An aggressive ant species so vicious that in groups it can eat bird hatchlings alive may see its territory decline in the coming decades as climate change takes its toll on its habitats.
Pheidole megacephala, more popularly known as the big-headed ant, has been classified as one of the world's 100 most invasive species, found in every continent except Antarctica. A recent model, however, predicts global warming will slow the ants' march significantly by 2080.
"Ants, because they are a cold-blooded species, they are supposed to be very sensitive to small changes in temperature," said Cleo Bertelsmeier, a Ph.D. student at the University of Paris South. So Bertelsmeier used a model to look at how the species' distribution might change at the predicted levels of global warming.
The results show the ant populations and territory beginning to decline as soon as 2020, and then losing as much as one-fifth of their potential roaming territory by 2080.
Invasive species are among the top threats to global biodiversity, Bertelsmeier notes in her research paper. As trade and tourism reach more far-flung areas, accidental and deliberate introductions of species into new areas become more prevalent. The native species then get crowded out and, in many cases, go extinct. [ Alien Invaders: Destructive Invasive Species ]
Because ants are small and colonial by nature, they are one of the best-equipped animals to take over a new area — making them one of the world's most invasive creatures, according to multiple studies.
The big-headed ant is a particularly troublesome one that likely originated in Africa. .
"It has a lot of negative impacts on many other species — native ants, other invertebrates and even on birds," Bertelsmeier told LiveScience. She added that although big-headed ants often eat bird hatchlings when attacking in groups, they have an even larger impact on other ants and invertebrates.
But the ants' footprint extends even further. "They also eat seeds, so they can have an impact on plant populations and also agriculture," Bertelsmeier said. "They [cause] quite a crisis — in an invading area, some people are afraid of them."

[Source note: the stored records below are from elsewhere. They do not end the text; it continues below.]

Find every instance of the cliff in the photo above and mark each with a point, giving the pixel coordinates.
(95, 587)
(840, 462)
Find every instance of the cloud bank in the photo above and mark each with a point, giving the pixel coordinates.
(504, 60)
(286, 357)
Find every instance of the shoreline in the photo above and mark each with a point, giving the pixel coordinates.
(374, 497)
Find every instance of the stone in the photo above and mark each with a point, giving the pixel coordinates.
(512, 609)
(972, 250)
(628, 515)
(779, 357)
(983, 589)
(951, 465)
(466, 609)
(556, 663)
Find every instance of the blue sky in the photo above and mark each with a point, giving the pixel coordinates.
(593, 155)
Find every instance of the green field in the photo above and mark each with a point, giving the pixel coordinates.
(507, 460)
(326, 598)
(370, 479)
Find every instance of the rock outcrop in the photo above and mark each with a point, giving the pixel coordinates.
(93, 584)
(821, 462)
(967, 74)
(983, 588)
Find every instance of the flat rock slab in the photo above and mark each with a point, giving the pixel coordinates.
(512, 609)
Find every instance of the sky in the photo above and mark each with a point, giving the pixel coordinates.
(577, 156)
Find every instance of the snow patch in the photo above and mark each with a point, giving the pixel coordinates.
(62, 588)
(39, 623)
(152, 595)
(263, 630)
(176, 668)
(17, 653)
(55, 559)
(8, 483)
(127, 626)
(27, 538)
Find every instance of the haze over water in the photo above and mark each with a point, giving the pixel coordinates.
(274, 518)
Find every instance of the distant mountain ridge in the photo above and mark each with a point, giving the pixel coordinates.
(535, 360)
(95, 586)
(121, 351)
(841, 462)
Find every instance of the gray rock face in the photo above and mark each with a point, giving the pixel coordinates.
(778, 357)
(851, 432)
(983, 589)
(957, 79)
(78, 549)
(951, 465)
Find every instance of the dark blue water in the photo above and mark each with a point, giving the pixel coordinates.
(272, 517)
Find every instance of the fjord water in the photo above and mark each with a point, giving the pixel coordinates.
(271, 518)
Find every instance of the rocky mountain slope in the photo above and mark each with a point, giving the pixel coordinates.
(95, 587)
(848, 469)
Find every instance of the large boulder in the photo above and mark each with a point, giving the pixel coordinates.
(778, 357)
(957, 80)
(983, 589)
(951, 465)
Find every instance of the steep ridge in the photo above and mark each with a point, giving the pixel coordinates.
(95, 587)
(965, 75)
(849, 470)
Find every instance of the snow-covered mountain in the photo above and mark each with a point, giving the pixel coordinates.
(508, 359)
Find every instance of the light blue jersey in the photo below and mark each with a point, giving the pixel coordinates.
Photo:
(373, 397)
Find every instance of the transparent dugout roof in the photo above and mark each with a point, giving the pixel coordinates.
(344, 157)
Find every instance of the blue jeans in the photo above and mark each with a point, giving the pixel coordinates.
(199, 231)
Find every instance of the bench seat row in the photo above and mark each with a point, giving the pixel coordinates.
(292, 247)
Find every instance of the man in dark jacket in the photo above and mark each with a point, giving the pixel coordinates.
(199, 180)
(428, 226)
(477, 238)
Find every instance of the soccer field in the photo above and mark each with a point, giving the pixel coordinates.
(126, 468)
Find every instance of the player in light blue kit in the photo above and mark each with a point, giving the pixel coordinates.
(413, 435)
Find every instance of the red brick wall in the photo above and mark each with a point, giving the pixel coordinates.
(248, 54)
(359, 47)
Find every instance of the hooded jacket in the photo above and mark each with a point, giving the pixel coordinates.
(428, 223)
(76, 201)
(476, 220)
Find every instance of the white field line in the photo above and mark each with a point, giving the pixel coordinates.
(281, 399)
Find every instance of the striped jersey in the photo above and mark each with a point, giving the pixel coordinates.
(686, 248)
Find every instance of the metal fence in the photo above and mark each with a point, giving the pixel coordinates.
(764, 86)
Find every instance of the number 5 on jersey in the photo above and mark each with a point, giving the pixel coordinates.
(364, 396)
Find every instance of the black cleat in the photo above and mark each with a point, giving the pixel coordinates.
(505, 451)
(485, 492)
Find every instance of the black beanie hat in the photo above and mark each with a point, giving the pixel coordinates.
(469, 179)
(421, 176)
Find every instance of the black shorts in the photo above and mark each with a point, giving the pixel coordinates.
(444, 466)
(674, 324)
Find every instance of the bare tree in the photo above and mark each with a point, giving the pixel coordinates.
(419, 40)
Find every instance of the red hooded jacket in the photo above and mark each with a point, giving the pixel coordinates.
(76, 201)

To examine how the ants might be affected by climate change, Bertelsmeier and her colleagues created a model that took into account information from maps of the ants' potential range and climate scenarios based on reports from the Intergovernmental Panel on Climate Change (IPCC).
The range maps came from a New Zealand-based, publicly available database for ant distributions based on observational data sent in by students, private collectors, government agencies and biological researchers. Bertelsmeier's group further limited the data to remove instances where the ants were in greenhouses and other indoor areas.
Then, the researchers used a database called WorldClim to obtain climate information on which areas are most hospitable to ants both now and in the future. This project used data from the widely cited "IPCC Fourth Assessment Report: Climate Change 2007," which projected how the climate could change in the coming decades.
The models showed that currently, the ants have favorable climactic conditions in 18.5 percent of the global landmass; the best spots are in South America, Australasia and Africa. But this range will shrink by about one-fifth by 2080, according to the consensus model generated by the researchers.
Bertelsmeier said she hopes the current data on favorable habitats will assist in protecting native species from the invasive ant.
One key limitation in the data, though, is that the researchers aren't taking into account how the ants interact with other species when hey arrive in a new area, Bertelsmeier said, adding that she's currently researching that interaction.
The research paper appeared online in the journal Biological Invasions in December 2012, and was released in print form in mid-June.